I think the fact that the chip tool command is failing is scaring people, but the test plan doesn't specify that the response needs to come - that's a chip-tool assumption. So I think this can be fixed in the verification steps.

doublemis1 commented 2 years ago

I test it right now, and the device without any issue connects to the second Thread Network and after the arm-fail-safe timeout, the device goes back to the first Thread Network. The issue is with advertised operation services.

= otbr20 IPv6 E5770245A0D6B77C-0000000000000001             _matter._tcp         local
   hostname = [0A82FF282505E2CC.local]
   address = [fd11:ad::a2ae:53a0:7c81:5aac]
   port = [5540]
   txt = ["T=0" "SAI=500" "SII=6000"]
=  otbr0 IPv6 E5770245A0D6B77C-0000000000000001             _matter._tcp         local
   hostname = [0A82FF282505E2CC.local]
   address = [fd11:4b::6414:7609:b69a:b6e0]
   port = [5540]
   txt = ["T=0" "SAI=500" "SII=6000"]

The device doesn't remove the SRP service from the first OTBR (Thread Network) while connecting to the second OTBR. And while the device is going back to the first Thread Network, DUT doesn't remove the SRP service, thus from the controller's perspective, it needs to choose one out of two existing operational services.

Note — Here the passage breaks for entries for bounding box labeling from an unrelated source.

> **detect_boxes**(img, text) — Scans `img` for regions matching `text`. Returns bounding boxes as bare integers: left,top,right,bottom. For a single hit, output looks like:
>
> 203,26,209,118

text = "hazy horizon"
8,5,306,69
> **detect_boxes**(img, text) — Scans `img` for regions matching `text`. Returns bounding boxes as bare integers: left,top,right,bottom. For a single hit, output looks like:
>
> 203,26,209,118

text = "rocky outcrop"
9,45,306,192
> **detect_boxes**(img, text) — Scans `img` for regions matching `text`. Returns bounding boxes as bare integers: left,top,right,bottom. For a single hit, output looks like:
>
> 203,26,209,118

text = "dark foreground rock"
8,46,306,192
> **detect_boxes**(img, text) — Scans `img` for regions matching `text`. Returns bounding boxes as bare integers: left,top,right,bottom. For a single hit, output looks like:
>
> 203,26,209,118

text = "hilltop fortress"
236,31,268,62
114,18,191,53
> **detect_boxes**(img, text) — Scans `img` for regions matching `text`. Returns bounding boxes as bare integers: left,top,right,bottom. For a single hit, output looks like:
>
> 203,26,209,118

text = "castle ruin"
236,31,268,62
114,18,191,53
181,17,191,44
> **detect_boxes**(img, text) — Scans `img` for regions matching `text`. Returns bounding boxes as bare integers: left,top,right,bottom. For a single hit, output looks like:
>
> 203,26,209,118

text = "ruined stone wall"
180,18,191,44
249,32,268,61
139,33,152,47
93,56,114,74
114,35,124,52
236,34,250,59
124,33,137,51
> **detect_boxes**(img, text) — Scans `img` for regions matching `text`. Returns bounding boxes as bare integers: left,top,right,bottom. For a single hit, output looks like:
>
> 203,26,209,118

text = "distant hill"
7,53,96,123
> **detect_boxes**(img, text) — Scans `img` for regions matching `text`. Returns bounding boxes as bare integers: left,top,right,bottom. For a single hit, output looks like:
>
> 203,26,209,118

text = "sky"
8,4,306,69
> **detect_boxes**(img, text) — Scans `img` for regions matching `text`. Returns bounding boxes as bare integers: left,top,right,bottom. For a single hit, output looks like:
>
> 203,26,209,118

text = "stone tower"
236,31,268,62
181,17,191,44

The controller wants to connect the device

[1660056811.552199][59852:59857] CHIP:DL: Avahi resolve found
[1660056811.552282][59852:59857] CHIP:DIS: Node ID resolved for E5770245A0D6B77C:0000000000000001
[1660056811.552301][59852:59857] CHIP:DIS:  Hostname: 0A82FF282505E2CC
[1660056811.552321][59852:59857] CHIP:DIS:  IP Address #1: fd11:ad::a2ae:53a0:7c81:5aac
[1660056811.552333][59852:59857] CHIP:DIS:  Port: 5540
[1660056811.552345][59852:59857] CHIP:DIS:  Mrp Interval idle: 6000 ms
[1660056811.552355][59852:59857] CHIP:DIS:  Mrp Interval active: 500 ms
[1660056811.552362][59852:59857] CHIP:DIS:  TCP Supported: 0
[1660056811.553013][59852:59857] CHIP:DIS: Lookup clearing interface for non LL address

While the current device dataset is

uart:~$ ot dataset active
Active Timestamp: 1
Channel: 17
Channel Mask: 0x07fff800
Ext PAN ID: 1111111122222254
Mesh Local Prefix: fd32:1a2f:ba8c:69df::/64
Network Key: 00112233445566778899aabbccddeeff
Network Name: BR_1
PAN ID: 0xabbd
PSKc: e7d33a45227eb3ea460566cac9c96a79
Security Policy: 672 onrc
Done
uart:~$ ot ipaddr
fd11:4b:0:0:6414:7609:b69a:b6e0
fd32:1a2f:ba8c:69df:0:ff:fe00:c001
fd32:1a2f:ba8c:69df:6879:1371:79f1:989a
fe80:0:0:0:882:ff28:2505:e2cc
Done
uart:~$ 
bzbarsky-apple commented 2 years ago

The stale SRP record thing sounds like https://github.com/project-chip/connectedhomeip/issues/21101

stale[bot] commented 1 year ago

This issue has been automatically marked as stale because it has not had recent activity. It will be closed if no further activity occurs.

stale[bot] commented 1 year ago

This stale issue has been automatically closed. Thank you for your contributions.